I agree with the conclusions of the book (and greatly appreciate that Mr. Putnam puts neither the blame for nor solution for the growing opportunity gap at the feet of teachers and schools). But I think the origin of the phrase “American dream” can offer a different insight. James Adams is credited with coining the phrase in his book, The Epic of America, in 1931.  Here are two quotes explaining his vision of this ideal:

“the American dream, that dream of a land in which life should be better and richer and fuller for everyone, with opportunity for each according to ability or achievement.”

“a dream of a social order in which each man and each woman shall be able to attain the fullest stature of which they innately capable, and be recognized by others for what they are, regardless of fortuitous circumstance of birth or position” 

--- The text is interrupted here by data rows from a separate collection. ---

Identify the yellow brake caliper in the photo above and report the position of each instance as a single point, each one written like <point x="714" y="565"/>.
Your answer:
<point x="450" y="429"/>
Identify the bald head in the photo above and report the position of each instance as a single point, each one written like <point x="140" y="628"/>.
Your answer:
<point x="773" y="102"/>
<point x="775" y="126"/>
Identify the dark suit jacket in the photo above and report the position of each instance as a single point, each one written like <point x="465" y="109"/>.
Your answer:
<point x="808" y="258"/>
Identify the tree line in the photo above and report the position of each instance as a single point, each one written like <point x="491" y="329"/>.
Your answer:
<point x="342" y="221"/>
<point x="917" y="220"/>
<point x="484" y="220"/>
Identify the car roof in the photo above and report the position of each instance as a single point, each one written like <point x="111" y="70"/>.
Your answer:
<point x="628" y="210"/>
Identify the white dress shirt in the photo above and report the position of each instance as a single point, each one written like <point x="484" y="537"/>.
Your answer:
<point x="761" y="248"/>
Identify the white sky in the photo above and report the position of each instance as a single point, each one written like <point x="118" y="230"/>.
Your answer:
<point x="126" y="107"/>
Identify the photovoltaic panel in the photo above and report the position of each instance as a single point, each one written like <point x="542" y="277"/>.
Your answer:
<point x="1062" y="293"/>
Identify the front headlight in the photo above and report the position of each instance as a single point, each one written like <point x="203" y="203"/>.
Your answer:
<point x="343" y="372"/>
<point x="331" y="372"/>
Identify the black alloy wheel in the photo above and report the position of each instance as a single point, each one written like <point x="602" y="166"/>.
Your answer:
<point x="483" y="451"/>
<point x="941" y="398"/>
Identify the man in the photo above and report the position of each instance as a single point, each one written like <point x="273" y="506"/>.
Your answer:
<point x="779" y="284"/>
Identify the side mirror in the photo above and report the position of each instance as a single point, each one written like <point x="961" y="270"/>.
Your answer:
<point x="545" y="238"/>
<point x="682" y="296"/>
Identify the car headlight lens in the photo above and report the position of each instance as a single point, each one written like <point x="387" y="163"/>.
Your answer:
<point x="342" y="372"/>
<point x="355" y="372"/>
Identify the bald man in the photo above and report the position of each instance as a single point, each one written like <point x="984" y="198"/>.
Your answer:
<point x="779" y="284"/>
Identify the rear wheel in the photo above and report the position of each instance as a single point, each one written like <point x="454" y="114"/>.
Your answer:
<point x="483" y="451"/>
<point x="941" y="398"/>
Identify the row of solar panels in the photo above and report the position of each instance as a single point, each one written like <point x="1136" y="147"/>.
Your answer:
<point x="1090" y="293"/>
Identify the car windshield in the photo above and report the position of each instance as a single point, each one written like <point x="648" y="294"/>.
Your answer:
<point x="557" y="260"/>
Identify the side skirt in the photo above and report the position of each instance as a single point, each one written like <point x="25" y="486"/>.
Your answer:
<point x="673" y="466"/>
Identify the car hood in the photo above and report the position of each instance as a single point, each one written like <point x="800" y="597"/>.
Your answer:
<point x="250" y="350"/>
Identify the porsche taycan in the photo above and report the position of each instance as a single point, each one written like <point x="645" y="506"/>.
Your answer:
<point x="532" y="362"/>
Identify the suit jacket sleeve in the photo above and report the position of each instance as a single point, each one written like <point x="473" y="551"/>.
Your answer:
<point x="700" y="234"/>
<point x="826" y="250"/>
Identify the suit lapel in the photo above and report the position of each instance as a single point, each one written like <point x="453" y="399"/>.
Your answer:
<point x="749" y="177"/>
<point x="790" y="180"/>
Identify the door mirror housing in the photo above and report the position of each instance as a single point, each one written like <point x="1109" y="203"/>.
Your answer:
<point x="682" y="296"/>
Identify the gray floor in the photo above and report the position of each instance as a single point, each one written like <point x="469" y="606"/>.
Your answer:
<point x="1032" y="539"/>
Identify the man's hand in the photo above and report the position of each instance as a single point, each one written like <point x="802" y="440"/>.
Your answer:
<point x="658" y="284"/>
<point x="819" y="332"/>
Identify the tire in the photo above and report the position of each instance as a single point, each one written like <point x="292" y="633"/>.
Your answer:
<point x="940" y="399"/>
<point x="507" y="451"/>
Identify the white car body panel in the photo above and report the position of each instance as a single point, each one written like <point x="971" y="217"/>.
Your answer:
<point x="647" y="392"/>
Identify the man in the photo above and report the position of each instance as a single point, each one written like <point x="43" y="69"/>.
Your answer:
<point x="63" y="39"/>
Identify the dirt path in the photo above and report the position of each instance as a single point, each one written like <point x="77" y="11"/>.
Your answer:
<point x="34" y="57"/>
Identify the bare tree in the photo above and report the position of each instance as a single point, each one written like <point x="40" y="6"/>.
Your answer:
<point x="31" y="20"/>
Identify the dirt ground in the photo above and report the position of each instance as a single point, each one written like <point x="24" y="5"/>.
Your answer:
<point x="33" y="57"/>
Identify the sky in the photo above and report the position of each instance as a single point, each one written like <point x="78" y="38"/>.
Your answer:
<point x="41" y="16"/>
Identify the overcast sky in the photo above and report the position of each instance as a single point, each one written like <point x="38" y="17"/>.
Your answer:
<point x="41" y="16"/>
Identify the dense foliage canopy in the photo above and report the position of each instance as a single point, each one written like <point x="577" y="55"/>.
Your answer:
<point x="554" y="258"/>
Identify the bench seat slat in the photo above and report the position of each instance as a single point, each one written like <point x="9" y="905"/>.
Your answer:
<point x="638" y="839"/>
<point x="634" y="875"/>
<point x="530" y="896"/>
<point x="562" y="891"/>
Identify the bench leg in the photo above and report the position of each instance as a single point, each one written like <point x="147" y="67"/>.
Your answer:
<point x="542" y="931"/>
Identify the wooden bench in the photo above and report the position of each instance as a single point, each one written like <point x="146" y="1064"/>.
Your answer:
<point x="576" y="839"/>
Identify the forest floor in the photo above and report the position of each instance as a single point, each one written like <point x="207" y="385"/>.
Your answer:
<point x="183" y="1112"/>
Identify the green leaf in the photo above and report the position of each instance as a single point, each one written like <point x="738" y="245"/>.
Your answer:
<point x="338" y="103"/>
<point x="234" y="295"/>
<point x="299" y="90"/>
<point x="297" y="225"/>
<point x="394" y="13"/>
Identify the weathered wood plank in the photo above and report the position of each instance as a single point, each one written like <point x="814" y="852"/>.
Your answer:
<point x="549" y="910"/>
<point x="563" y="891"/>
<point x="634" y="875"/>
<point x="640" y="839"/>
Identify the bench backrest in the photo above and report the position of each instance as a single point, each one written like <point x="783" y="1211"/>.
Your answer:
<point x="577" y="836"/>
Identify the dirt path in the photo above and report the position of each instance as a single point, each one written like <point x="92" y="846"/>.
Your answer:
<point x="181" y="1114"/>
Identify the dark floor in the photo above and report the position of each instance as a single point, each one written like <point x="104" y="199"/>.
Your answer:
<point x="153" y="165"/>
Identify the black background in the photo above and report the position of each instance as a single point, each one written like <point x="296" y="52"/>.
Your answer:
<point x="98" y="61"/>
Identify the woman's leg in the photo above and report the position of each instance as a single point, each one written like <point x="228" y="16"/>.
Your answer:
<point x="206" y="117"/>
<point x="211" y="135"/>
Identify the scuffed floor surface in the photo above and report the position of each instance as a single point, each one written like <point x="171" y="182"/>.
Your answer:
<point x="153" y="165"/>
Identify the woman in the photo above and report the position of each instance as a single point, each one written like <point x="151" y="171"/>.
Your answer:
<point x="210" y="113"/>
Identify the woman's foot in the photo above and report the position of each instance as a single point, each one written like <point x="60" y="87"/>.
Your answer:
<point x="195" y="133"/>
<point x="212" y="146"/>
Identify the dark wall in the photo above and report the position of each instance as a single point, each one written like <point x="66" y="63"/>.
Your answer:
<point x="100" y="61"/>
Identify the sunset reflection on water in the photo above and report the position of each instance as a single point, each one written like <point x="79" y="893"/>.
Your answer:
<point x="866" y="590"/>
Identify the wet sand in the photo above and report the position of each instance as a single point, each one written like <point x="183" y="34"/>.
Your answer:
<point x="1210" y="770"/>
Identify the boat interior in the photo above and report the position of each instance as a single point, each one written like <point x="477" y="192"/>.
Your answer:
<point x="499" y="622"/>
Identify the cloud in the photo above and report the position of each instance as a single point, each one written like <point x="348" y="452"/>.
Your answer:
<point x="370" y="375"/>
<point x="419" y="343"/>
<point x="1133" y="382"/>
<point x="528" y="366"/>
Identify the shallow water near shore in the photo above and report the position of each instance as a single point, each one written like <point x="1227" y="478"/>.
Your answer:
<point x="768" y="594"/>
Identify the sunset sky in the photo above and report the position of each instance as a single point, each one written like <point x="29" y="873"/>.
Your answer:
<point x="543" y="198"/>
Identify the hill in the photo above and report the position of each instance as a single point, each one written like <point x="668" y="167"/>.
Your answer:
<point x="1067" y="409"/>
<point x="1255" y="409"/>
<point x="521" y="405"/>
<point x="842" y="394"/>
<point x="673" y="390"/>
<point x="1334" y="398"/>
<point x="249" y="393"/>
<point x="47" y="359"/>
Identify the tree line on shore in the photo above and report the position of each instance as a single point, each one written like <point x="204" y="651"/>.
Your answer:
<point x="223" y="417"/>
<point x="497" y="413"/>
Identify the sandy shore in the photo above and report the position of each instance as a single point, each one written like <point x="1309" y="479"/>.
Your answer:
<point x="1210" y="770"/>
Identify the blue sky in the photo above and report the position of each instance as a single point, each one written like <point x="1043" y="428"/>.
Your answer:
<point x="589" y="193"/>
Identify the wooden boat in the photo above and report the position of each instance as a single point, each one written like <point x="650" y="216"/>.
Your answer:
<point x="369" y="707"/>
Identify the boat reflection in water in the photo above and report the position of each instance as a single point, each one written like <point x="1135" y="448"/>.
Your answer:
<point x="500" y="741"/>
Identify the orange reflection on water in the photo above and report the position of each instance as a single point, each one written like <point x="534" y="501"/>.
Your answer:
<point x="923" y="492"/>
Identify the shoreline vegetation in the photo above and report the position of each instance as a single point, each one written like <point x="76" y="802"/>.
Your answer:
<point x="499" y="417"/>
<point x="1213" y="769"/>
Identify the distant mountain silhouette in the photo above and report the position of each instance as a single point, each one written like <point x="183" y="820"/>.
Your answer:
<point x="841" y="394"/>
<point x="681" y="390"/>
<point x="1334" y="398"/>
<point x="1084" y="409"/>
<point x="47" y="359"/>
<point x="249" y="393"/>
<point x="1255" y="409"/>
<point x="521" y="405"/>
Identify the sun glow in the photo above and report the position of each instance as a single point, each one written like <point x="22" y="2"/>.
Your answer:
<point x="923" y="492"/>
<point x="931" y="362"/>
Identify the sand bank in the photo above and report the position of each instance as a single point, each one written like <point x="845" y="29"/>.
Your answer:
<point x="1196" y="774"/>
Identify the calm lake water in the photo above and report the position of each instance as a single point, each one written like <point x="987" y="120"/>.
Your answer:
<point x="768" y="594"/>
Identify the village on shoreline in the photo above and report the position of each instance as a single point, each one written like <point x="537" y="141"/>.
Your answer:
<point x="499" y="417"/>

Did you catch the missing element from my original understanding?  Ability, innate capability, matters. Our brains are not all created equal, and yet we too often equate intellectual capacity and capability with human worth, the value of a person as an individual, their ability to contribute meaningfully to society.  For a long time in the United States, that value has been tied to a college degree.

By Tracy Hood Ballinger on Apr 13, 2016 at 1:27 pm

As a member of the inaugural cohort of the Woodrow Wilson Fellowship for MBA in Educational Leadership at the University of Indianapolis, I had the opportunity to visit Switzerland to learn more about how and why their education system is successful.  We were looking for interplays between government and business, policy and practice.  But what was most striking was the cultural pride in their approach to educational conclusions. Education is compulsory and uniform for the primary and lower secondary levels (up to about age 15). The upper secondary programs are split into academic and vocational paths and in the eyes of the Swiss, leaving school with a diploma or a certification are equally valued and valuable conclusions. The paths to either outcome are fluid and overlapping – students are not locked into one particular exit based on their entrance. Ability, interests, personal priorities, and a wide host of other factors, allow students and families to determine what is the best end-result of time in school.

What would that look like in America if the Dream of success were actually tied to helping every student “attain the fullest stature of which they innately capable”? And what if we let every student develop into that fullest stature at their own pace until their brains had started maturing?  What could happen if we truly mean college and career ready (as in college or career as well as college then career) and then actually esteemed all career paths equally, even if not all of them required a college degree?

Right now, my son wants to be a doctor and so far he is showing potential and passion for that future.  But he also is pretty passionate about videogames and talks about wanting to have a job designing them. One of those paths would not require college, the other would; one could let his earning potential start immediately, the other only after an extended time and financial investment. Factors like job availability, work environment, opportunities for travel, mental stimulation, sense of fulfillment, available time with friends and family aren’t directly tied to college degrees. My pride will follow the outcome that lets him attain the future he wants, not in the path he took to get there.